Certains penseront qu’il s’agit de démagogie, mais il est une certitude que la gestion stratégique d’entreprise nécessite désormais l’utilisation d’indicateurs précis et actualisés extrêmement fréquemment, d’autant plus dans le secteur de la distribution grand public.

En ce qui concerne la gestion de points de vente, il existe désormais des solutions techniques qui permettent, d’une part, de répondre de manière intéressante à ce besoin de précision des indicateurs mais également à la nécessité d’accès en temps réel à cette information à partir de n’importe quel endroit ou se prend une décision.

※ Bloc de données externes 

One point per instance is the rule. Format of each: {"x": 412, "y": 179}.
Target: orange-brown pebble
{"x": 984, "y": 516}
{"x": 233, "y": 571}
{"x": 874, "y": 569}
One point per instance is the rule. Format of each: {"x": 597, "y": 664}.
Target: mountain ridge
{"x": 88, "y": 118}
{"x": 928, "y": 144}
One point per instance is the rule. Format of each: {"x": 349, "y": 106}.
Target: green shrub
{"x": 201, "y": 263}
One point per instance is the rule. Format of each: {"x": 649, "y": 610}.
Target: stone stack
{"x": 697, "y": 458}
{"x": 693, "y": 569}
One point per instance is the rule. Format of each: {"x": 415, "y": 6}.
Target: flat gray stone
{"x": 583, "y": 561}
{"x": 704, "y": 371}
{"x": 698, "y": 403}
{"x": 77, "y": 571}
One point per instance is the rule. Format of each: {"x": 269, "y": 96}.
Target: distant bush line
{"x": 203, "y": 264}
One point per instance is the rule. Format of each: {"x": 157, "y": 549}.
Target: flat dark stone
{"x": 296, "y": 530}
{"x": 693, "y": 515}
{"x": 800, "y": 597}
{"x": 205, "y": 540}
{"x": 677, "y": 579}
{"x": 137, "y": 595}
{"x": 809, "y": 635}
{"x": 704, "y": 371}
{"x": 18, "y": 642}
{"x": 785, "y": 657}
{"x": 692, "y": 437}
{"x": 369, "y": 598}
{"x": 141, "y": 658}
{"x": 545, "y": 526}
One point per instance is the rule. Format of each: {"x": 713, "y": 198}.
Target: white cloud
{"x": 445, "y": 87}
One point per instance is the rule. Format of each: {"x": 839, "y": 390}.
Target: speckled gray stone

Euréka ! Le Retail Intelligence est né : Des capteurs intégrés dans les points de vente décomptent le trafic piéton dans la rue, la fréquentation du magasin, la durée de la visite,… Autant d’informations qui, lorsqu’elles sont consolidées sur la journée, la semaine ou le mois, permettent d’enrichir considérablement la connaissance de l’entreprise sur les besoins réels en personnel de vente, opérations Marketing ou encore organisation du point de vente.

La transmission des données vers les sites de prise de décision est un point important dans la mise en place de ce type de solution. La société T-Cuento, acteur majeur de fourniture de solution de Retail Intelligence, propose un système d’envoi des données intéressant car il répond à la notion de multiples points d’accès à l’information via internet. En effet, l’espace client hébergé par T-Cuento avec accès via une interface simple, rend l’information stratégique disponible depuis n’importe quel équipement capable d’afficher une page web.

Lorsqu’un système possède la capacité de fournir une information, au départ complexe, de façon synthétique et accessible, on est en droit de penser que l’on est effectivement en présence d’un outil d’aide à la décision. Les solutions techniques de Retail Intelligence devraient se démocratiser à moyen terme comme une solution pertinente de gestion opérationnelle et stratégique des réseaux de points de vente, même de moyenne taille.